I looked at the bike attachment, as I also have one, a tadpole (one wheel in back). While the one is way too expensive for what it is, I know where the hardware store is and will look into making one myself.

Great thread!


----------



## SamieNorman (Aug 9, 2019)

Raindrops said:


> Samie, I know you might have thought of this already but I just wanted to mention in case it hasn't come up. I forget how old Norman is, but I think he's still pretty young from what I remember. Therefore, while training him to run with the bike is great, I know it can be rough on growing joints so I know it is advised to limit that sort of activity at least until a year old. I think very short runs are fine, just so long as it's not too much repetitive movement on a hard surface. I have a walky dog as well and will probably start introducing Misha to it soon, though it'll be a while before he goes any distance with it.
> 
> Having used one before, I would probably only use with a back attachment rather than front. Because if they stop suddenly I would be worried the front attachment would make them start to turn into the bike pulling at an angle. At first they will want to stop for squirrels and other dogs and stuff, so you just go slow until they have learned that stopping isn't a good idea.

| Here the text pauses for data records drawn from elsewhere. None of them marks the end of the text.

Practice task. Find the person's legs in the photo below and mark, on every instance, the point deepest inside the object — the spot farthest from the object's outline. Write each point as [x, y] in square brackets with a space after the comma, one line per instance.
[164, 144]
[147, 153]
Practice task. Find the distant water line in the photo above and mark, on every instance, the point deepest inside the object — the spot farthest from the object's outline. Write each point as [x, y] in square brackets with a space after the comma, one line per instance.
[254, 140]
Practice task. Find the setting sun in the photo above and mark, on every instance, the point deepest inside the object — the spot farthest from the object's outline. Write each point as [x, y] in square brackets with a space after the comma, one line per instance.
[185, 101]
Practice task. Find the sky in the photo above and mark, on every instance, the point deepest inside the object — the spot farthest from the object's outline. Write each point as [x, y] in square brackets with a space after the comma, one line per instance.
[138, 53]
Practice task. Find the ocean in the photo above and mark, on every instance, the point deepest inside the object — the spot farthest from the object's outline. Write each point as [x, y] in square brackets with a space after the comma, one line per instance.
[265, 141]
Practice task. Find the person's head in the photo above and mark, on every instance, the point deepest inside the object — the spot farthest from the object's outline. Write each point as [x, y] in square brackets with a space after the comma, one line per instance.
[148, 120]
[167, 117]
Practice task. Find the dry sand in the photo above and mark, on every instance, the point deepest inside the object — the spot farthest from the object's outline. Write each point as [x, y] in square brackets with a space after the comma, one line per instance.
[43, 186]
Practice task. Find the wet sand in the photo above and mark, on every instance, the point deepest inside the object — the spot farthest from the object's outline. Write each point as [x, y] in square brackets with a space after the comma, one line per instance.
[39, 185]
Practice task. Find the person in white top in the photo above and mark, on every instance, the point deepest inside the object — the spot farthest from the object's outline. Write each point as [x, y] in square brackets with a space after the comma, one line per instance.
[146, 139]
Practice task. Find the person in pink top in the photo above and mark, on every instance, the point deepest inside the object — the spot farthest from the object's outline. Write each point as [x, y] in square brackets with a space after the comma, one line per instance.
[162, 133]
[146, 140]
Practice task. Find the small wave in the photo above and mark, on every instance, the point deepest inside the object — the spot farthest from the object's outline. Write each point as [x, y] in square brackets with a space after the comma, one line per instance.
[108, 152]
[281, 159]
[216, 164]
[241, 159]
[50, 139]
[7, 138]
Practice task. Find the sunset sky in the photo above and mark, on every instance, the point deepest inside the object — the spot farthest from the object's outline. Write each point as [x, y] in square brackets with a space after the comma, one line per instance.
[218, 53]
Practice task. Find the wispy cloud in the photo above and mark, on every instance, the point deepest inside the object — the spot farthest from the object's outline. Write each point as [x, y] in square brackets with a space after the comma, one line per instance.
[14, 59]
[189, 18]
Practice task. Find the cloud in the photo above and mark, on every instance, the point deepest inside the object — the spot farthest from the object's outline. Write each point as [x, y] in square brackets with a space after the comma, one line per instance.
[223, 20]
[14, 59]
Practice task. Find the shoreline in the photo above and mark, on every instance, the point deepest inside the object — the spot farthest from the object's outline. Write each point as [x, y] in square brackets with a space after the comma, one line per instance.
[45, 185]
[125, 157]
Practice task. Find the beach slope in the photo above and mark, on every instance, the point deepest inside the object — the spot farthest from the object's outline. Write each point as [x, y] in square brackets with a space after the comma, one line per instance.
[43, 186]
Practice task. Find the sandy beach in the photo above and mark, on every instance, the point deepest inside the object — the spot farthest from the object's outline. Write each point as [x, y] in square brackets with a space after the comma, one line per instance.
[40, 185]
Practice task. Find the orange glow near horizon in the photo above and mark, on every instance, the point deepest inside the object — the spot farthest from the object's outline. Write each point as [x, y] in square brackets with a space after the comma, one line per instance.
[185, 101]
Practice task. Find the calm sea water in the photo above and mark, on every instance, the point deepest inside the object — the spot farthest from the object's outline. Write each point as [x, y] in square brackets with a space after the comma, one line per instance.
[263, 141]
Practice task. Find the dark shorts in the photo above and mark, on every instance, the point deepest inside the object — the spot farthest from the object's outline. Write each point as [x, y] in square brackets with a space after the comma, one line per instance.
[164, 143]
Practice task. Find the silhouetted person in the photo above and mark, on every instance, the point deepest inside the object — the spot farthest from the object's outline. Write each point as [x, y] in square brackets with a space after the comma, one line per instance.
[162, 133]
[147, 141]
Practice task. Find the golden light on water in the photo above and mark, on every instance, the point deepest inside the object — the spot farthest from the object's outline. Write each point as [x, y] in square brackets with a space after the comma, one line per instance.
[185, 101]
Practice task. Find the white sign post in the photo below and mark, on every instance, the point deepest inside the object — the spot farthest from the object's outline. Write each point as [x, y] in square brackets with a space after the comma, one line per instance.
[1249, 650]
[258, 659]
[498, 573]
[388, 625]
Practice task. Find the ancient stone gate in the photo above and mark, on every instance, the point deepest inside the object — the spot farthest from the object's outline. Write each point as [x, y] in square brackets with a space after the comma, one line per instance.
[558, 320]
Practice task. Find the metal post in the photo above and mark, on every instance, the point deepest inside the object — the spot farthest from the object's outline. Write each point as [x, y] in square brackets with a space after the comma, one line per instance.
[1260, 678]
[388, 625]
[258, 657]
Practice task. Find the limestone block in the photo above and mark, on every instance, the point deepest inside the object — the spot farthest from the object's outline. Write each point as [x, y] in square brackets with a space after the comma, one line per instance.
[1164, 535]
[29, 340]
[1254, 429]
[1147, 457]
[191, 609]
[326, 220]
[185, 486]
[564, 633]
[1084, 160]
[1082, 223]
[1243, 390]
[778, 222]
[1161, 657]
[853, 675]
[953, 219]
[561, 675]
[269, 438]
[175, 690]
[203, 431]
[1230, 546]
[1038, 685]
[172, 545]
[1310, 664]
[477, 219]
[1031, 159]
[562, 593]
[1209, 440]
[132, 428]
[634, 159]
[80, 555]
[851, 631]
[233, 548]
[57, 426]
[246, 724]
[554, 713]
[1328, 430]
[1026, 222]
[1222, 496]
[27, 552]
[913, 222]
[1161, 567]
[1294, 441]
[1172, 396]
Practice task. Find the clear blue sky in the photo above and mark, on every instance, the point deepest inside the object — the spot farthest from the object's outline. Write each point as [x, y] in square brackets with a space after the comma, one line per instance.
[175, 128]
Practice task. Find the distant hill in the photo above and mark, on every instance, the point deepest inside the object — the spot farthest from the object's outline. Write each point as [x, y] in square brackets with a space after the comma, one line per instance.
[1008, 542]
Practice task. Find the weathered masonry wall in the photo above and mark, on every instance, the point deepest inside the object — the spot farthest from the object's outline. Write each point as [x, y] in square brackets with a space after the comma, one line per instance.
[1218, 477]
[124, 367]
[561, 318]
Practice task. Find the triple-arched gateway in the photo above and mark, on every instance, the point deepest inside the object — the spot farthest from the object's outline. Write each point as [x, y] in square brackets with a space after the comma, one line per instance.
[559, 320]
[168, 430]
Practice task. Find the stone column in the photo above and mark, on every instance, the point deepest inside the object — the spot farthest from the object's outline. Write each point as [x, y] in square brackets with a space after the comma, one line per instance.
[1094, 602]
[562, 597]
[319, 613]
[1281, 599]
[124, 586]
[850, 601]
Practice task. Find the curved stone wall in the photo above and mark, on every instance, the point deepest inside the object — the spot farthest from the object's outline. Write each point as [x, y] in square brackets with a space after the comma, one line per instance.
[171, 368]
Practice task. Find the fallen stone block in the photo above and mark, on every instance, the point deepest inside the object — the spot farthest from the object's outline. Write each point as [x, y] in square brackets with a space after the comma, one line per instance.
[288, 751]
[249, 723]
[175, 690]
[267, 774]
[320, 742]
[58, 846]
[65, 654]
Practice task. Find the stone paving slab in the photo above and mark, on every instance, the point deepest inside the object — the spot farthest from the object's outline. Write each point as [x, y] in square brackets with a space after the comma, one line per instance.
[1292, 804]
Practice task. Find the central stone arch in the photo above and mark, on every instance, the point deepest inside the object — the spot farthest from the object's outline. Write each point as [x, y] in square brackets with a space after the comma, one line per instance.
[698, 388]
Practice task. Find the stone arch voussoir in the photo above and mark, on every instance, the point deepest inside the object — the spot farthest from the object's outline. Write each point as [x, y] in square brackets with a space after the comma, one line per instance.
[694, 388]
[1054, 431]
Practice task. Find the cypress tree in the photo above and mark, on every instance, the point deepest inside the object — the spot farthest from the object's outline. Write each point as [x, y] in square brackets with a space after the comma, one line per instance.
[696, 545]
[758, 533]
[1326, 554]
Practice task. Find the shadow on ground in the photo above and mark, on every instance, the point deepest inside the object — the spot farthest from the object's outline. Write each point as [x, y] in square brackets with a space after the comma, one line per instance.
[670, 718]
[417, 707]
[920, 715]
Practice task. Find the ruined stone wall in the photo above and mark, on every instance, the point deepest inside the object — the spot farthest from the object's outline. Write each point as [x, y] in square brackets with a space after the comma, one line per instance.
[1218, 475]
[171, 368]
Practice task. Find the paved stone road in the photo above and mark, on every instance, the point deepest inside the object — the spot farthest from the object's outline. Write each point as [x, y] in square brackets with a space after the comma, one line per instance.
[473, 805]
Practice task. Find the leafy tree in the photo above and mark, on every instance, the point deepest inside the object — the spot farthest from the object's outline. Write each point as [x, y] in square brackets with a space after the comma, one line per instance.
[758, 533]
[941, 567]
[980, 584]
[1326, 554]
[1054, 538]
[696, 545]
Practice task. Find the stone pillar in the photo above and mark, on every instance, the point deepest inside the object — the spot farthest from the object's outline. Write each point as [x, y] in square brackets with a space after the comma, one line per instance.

Yes thank you for the reminder Raindrops! Very important to keep in mind. Norman is now 7 months old, and I still take extra care of how long we go on our walks. We go on our "long walk" Once a week on Sunday morning we walk down to the nature trails where he plays in the pond.

Thank you again for the kind reminder  I am going to keep our rides at a slower jogging pace for him, not going to push his body because I want him to live a wonderful life without any bone or joint issues, this would break my heart.

I will post photos once I put the walkydog parts on the trike! Its been raining for the past few days (we needed it) and so bike training was not an option lol!


----------